The United States is expected to announce soon a new plan to kick-start the deadlocked Middle East peace talks, Jordan's King Abdullah II told AFP in an interview on Saturday, AFP reported.

"We expect an announcement from the US administration... of its plan to restart negotiations to achieve a comprehensive solution," in the Middle East, the king said.

"A resolution to the conflict is an American strategic interest," he said.

"And we hope that it (Washington) will announce this plan as soon as possible, because lost time undermines the chances for peace. There is a tremendous need to move quickly, seriously and effectively."

The king, a key US ally, gave no details on the expected plan, but he warned that in the absence of any resolution "the possibilities of a new round of violence, a new war, will increase and the region and the world will pay the price."

"We believe that progress towards a solution requires a leading American role and European, Arab and international support."

US officials in Washington also declined to elaborate on any new peace bid. "At this point were not going to describe if there is a specific plan on the table authored by us or anybody else," one of them said.

King Abdullah urged US President Barack Obama last month in Washington to back Palestinian statehood in "words as well as deeds," and pressed Israel to choose between integration or isolation in the Middle East.

He said Obama "understands the urgency of the situation today, and understands that procrastination threatens the security of the region and the world."

"President Obama has announced his commitment to the two-state solution within a comprehensive approach to achieve comprehensive peace," he added.

Obama is expected to lay out the framework of the plan when he visits Cairo for a major speech to the Muslim world next month.

Expectations in the Arab world are that the speech will present the outlines of a peace plan, including the recognition of Israel by 57 states.

"Fifty seven states do not recognise Israel, that's a third of UN member-states. The reason is the continuation of the occupation and the absence of a peace settlement," the king said.

He said Israel has to make choices.

"Does it (Israel) want to be a fortress, isolated from the region, or does it want to co-exist with its neighbours and with all the countries that do not recognise it and achieve acceptance and real security?" King Abdullah said.

Jordan and Egypt are the only Arab states that have made peace with Israel.

Obama, who has vowed to push ahead with peacemaking, holds talks Monday with hawkish Israeli Prime Minister Benjamin Netanyahu and hosts later this month Palestinian leader Mahmud Abbas and Egyptian President Hosni Mubarak.

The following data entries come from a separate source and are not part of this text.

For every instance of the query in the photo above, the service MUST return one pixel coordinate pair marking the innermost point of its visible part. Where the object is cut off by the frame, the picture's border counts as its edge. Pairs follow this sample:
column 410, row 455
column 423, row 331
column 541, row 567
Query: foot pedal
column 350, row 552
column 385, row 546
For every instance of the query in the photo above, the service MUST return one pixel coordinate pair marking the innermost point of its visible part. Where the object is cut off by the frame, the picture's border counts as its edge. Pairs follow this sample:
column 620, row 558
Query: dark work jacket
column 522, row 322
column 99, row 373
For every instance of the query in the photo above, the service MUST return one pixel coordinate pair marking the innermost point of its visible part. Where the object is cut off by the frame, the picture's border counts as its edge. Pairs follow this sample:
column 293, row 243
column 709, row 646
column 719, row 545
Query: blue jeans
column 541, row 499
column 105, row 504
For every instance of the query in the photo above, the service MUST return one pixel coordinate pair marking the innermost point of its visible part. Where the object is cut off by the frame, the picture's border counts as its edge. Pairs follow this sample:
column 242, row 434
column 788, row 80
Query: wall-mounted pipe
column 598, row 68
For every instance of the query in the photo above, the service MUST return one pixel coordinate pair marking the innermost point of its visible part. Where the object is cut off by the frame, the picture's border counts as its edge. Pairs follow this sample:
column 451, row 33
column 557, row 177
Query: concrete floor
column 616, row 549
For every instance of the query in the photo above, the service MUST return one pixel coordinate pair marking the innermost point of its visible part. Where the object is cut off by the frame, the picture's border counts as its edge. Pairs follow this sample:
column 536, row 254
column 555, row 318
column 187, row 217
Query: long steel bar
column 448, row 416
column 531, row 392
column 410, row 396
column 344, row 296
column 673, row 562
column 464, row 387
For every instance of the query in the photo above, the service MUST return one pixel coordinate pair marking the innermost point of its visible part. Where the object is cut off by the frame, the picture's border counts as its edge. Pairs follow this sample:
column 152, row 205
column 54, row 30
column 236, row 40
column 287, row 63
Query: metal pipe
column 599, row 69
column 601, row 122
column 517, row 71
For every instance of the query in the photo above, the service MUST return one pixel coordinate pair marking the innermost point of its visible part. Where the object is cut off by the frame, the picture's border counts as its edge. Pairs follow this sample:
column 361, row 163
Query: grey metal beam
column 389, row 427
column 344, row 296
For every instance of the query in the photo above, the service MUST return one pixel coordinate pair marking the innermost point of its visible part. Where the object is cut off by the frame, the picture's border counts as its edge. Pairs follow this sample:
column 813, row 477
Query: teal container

The king met with Netanyahu on Thursday in Amman and pressed him to accept the two-state deal, which the Israeli premier has so far refused to publicly endorse.

Israeli MP Ophir Akunis, who is close to Netanyahu, said on Saturday that the premier will refuse on his trip to Washington to back the formation of a Palestinian state.

Netanyahu "will not make a commitment to Washington on the creation of a Palestinian state which would undoubtedly become a 'Hamastan'," Akunis said according to public radio, referring to the Islamist Hamas rulers of Gaza.

The king also described a 2002 Saudi-inspired Arab peace initiative as a "historic opportunity to achieve peace" across the Middle East in line with Israel's "withdrawal from all occupied Palestinian, Syrian and Lebanese lands."

Firebrand Israeli Foreign Minister Avigdor Lieberman has branded the Arab peace bid as "dangerous" because it would require the Jewish state to allow Palestinian refugees to return within its borders.

"There is no change to the Arab Peace Initiative, and there is no need to amend it. Any talk about amending it, is baseless," the king said.